Imagenes de: NASA/JPL-Caltech/A. Kashlinsky (Goddard)

La polaridad de los mesones (parejas de quarks U y D) junto con las dinámicas fluidas del campo H (el éter) hacen que esas masas informes de materia oscura fría se vayan estirando, cual imanes puestos uno detrás de otro, en larguísimos filamentos superdensos, de cuya existencia también tenemos evidencias gracias a las observaciones del telescopio XMM-Newton de la ESA y a un estudio reciente de la NASA.

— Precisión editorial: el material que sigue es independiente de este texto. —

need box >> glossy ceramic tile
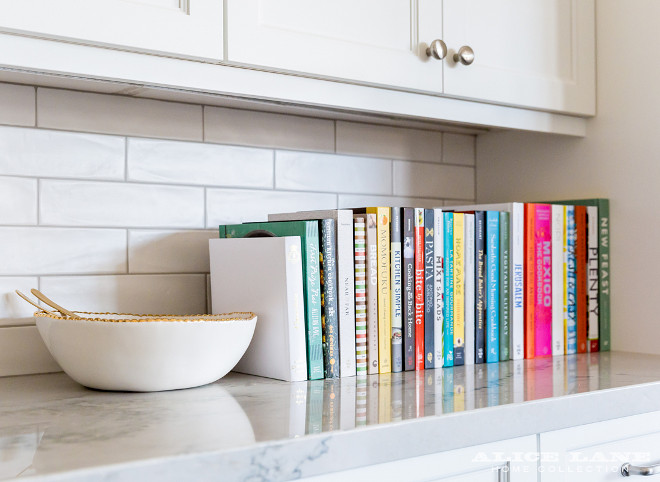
[0,227,126,275]
[0,127,125,180]
[39,180,204,228]
[128,139,274,188]
[275,151,392,194]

filamentos de materia oscura
Representación artística de filamentos de materia oscura siendo arrastrados por la Tierra. NASA/JPL-Caltech

Con todo esto, ahora sí, podemos deducir se puede obtener materia oscura en los colisionadores de partículas, aquí mismo, en la Tierra. Lo único que debemos hacer es encontrar la manera de recolectar los trozos de las estructuras de quarks que resultan de la colisión de cualquier clase de materia. La densidad del cúmulo de quarks obtenido de esta forma será inmensa y, por supuesto, no habrá manera de hacerlo interactuar con la luz.

Imagen: Experimento ATLAS del CERN

Por analogía, si tenemos trigo y queremos fabricar harina, busquemos un molino.

Nota introducida posteriormente (01-05-2017):

Se me ocurre que la mejor manera de evidenciar esa materia oscura resultante de las colisiones quizá no sea en los aceleradores, sino con la tecnología hermana, los deceleradores de partículas, es decir: si acercamos electrones y positrones a baja velocidad, colisionarán liberando sus fotones y dejando un resto amorfo, superdenso y eléctricamente neutro, constituido por agrupación de quarks (cuya formación no podrá ser atribuible a la energía de la aceleración de las partículas), que rápidamente será atraído por la gravedad. Si, justo en la vertical de la zona de colisiones, situamos algún tipo de detector que, de manera específica, sea capaz de interactuar con algo así -pongamos un cristal perfecto en el que la colisión de materia oscura con uno de los núcleos atómicos quede registrada-, tendremos la evidencia que buscamos y, además, servirá como nueva prueba de confirmación de la teoría de ruedas.

Tenemos la tecnología ¿Por qué no lo intentamos? ¿Qué tenemos que perder?